NIA-supported behavioral and social scientists are describing the economic and societal consequences of a rapidly aging population and using insights from the emerging field of behavioral economics to develop and test interventions that promote healthy behaviors among older people. NIA is also continuing its efforts to enhance the evidence base for health care decisions both at the individual and societal levels; notably, the Institute is emerging as a leader in research comparing the effectiveness of various interventions in diverse populations (see Program Portrait, p. NIA-17 . ) One major comparative effectiveness research (CER) study is the Lifestyle Interventions and Independence for Elders (LIFE) Study, which compares the effects of a moderate-intensity physical activity program to a health education program on prevention of mobility loss disability in older Americans.

The translation of findings from basic science into prevention or treatment is a high priority for NIA. For example, in 2010, NIA renewed funding for its Edward R. Roybal Centers for Translational Research on Aging, which move promising social and behavioral research findings into programs and practices that will improve the lives of older people and help society adapt to an aging population. Center researchers have successfully developed and implemented programs devoted to maintaining older driver safety and ensuring functional design and navigability of web sites for older individuals. Consistent with the NIH commitment to re-engineering the therapeutic development pipeline, and in partnership with the National Institute of Neurological Disorders and Stroke and the National Institute of Mental Health, NIA also supports an active Translational and Drug Discovery Initiative to expand and intensify the translation of basic research findings into clinical studies and human trials in AD (see Program Portrait, p. NIA-18 .)

Training the next generation of researchers in aging is critically important, and NIA actively supports the NIH “New Investigators, New Ideas” initiative. In FY2010, the NIA supported some 556 full-time training positions and 234 career development awards around the nation, including participants in innovative programs such as the Paul B. Beeson Career Development Awards in Aging Research.

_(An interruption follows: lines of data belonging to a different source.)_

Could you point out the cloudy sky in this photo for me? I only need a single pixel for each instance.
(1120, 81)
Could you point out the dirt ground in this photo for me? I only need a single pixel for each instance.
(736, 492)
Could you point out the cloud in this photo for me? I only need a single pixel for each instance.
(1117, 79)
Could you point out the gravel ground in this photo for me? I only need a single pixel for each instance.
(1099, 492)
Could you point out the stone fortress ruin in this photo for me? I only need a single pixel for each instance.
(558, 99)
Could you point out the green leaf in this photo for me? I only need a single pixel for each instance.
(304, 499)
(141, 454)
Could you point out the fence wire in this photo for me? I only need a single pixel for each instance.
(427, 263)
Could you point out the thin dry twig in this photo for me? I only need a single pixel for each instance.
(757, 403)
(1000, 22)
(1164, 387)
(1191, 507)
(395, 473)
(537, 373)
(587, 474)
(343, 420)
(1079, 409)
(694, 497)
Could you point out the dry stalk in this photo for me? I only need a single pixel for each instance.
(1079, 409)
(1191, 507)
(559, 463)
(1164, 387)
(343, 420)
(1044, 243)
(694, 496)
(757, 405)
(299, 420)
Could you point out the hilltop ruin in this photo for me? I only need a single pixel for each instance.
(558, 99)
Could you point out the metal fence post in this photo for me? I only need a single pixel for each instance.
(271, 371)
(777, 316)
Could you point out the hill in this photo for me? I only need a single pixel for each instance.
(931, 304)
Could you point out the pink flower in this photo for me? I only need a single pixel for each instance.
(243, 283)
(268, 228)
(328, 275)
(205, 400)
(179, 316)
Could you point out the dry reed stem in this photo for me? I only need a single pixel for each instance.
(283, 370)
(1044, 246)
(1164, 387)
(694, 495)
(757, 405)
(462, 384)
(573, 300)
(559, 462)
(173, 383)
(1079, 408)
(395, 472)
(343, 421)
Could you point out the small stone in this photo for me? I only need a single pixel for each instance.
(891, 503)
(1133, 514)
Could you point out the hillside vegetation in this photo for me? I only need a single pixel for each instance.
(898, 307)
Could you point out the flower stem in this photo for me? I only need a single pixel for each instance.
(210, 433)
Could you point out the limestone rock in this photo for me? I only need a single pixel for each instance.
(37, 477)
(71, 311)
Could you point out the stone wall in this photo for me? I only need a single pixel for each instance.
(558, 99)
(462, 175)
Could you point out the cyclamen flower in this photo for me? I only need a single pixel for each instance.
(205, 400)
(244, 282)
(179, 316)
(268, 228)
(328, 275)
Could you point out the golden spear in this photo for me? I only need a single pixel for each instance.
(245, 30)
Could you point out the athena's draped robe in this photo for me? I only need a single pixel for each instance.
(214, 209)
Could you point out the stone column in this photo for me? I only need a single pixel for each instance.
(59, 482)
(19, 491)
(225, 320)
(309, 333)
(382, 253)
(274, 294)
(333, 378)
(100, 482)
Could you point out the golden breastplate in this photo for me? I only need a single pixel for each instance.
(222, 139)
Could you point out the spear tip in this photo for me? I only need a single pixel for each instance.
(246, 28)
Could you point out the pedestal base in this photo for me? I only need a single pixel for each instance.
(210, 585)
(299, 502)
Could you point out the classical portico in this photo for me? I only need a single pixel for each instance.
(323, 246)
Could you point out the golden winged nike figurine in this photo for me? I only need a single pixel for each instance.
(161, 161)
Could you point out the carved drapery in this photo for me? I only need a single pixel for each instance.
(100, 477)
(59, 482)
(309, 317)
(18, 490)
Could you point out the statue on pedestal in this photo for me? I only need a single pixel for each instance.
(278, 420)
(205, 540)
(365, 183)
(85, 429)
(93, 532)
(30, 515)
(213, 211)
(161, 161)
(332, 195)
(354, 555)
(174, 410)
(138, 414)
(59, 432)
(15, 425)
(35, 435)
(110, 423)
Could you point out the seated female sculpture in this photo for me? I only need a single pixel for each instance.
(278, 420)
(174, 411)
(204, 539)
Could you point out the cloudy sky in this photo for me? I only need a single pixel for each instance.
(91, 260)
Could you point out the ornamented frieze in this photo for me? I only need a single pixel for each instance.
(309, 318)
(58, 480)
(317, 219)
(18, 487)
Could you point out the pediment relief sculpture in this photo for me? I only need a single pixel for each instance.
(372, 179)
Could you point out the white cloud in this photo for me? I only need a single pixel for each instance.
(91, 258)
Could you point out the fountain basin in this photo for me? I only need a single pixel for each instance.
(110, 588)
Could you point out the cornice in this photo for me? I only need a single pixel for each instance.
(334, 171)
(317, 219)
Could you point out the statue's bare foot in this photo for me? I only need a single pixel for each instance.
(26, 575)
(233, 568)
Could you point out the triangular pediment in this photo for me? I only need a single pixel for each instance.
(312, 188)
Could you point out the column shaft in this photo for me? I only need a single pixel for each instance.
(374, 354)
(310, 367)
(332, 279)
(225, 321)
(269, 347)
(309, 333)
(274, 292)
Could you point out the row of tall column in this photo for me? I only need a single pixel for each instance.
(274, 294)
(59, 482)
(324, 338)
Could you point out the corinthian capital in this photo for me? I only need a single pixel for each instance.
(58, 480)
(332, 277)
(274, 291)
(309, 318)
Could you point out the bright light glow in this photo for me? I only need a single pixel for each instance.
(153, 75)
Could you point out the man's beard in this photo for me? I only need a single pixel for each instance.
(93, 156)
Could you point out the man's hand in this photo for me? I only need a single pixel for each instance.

These awards are co-supported by NIH, the American Federation for Aging Research, and several other philanthropic concerns, and support outstanding junior and mid-career faculty committed to academic careers in aging-related research, training, and practice. Since its inception in 1995, the Beeson Award has supported 162 independent investigators from 42 of the nation’s top research institutions; many of these individuals have gone on to become leaders in the field of aging research. NIA also participates in trans-NIH activities aimed at encouraging participation of women and minorities and other underrepresented groups in biomedical research.

Finally, population aging is an increasingly global phenomenon. A number of projects co-supported by NIA investigate population aging in developing and developed nations. Investigators on these studies have identified potential causes for why the US has lagged behind other high-income countries in life expectancy since 1980, and have found that later retirement might improve cognition. The Institute also leads an initiative to consolidate and standardize findings from multiple large health surveys from around the world (see Program Portrait, p. NIA-20 . )

For a comprehensive overview of NIA’s plans and priorities, see Living Long and Well in the 21st Century: Strategic Directions for Research on Aging.